Een faillissement kan, zeker voor kleinere ondernemers, voelen als „een heel groot verlies”, zegt Nolf.
Op een forum op internet schrijft iemand die failliet ging: „Ik heb drie jaar lang gehuild. (…) Het liefst was ik naar een zolderkamertje verhuisd om niemand te zien.”
In Duitsland is er een praatgroep voor faillietverklaarden actief, de Anonyme Insolvenzler. Deelnemers zoeken steun bij elkaar en helpen elkaar met praktische zaken, zoals gesprekken met de bank.
Het verbaast Nolf dat die functioneert, omdat hij schat dat het taboe rond het onderwerp in Duitsland niet kleiner is dan in Nederland. „We hebben hier meermalen geprobeerd zoiets op te zetten, maar het kwam nooit goed van de grond.” Een voorbeeld is Hart zonder Zaak, een initiatief uit 2004 dat alleen nog op papier bestaat. „Mensen willen wel praten, maar één op één.”
In de Verenigde Staten ligt dat anders. „Daar heerst veel meer het idee: failliet gaan is een nuttige ervaring; je leert er weer van.”
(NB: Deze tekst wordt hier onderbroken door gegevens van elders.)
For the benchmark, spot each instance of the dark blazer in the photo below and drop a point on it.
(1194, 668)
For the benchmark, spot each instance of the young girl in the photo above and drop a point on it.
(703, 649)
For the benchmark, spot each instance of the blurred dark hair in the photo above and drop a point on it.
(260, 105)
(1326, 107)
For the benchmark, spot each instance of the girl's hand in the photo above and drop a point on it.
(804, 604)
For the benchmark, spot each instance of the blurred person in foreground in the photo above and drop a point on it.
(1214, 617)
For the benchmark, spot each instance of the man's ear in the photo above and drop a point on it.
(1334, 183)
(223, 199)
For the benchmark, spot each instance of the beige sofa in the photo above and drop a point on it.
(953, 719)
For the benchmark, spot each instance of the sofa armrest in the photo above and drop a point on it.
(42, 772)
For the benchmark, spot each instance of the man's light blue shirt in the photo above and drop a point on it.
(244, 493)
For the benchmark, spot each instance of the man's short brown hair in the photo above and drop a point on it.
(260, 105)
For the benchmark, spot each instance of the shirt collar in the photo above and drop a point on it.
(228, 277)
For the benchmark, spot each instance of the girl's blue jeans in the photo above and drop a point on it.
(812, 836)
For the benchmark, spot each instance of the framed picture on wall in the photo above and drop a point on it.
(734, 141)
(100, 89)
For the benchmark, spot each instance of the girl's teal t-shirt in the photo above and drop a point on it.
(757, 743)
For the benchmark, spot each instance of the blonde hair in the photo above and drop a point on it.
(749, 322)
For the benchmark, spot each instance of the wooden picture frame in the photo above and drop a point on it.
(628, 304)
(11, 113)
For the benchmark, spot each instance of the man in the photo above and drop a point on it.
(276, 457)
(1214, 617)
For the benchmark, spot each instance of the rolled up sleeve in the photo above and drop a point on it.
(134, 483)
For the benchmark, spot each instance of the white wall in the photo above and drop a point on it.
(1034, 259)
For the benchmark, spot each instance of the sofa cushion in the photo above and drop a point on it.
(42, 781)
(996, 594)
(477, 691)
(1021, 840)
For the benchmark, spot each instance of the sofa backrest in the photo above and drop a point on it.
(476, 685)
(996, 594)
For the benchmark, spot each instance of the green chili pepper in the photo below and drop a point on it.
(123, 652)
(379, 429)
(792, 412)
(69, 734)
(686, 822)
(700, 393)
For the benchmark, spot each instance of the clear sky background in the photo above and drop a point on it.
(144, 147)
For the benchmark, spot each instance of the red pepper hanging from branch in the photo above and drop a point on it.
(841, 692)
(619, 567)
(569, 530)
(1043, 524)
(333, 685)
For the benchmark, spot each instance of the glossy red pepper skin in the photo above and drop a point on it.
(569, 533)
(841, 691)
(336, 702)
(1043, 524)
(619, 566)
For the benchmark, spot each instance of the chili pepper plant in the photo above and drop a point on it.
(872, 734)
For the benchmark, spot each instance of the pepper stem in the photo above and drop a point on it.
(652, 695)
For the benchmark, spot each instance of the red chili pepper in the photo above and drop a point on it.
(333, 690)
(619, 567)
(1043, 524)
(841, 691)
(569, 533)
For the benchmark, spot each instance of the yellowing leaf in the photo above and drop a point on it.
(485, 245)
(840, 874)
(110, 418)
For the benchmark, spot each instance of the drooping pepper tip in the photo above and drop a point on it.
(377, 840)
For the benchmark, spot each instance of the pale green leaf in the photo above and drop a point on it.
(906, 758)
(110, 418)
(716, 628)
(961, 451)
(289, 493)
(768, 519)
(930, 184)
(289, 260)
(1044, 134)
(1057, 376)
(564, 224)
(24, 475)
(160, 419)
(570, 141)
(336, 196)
Als de ‘gesneuvelde’ ondernemer opnieuw een zaak wil starten, stuit hij in Nederland op flinke obstakels, zegt Nolf. „Zodra de bank een kredietcheck doet, slaan alle stoppen door bij BKR (Bureau Krediet Registratie). Mensen zijn nogal eens afhankelijk van het geld dat tante Agaath –familie– hun wil en kan lenen. In de VS zie je een veel actievere houding bij banken, ook in het meedenken met ondernemers. In Nederland heerst toch meer een ivoren-torenidee. Banken zouden meer bereid kunnen zijn hun nek uit te steken. Als we de economie op gang willen brengen, moeten we wel ondernemers hebben. En: een ondernemer gaat zelden een tweede keer failliet.”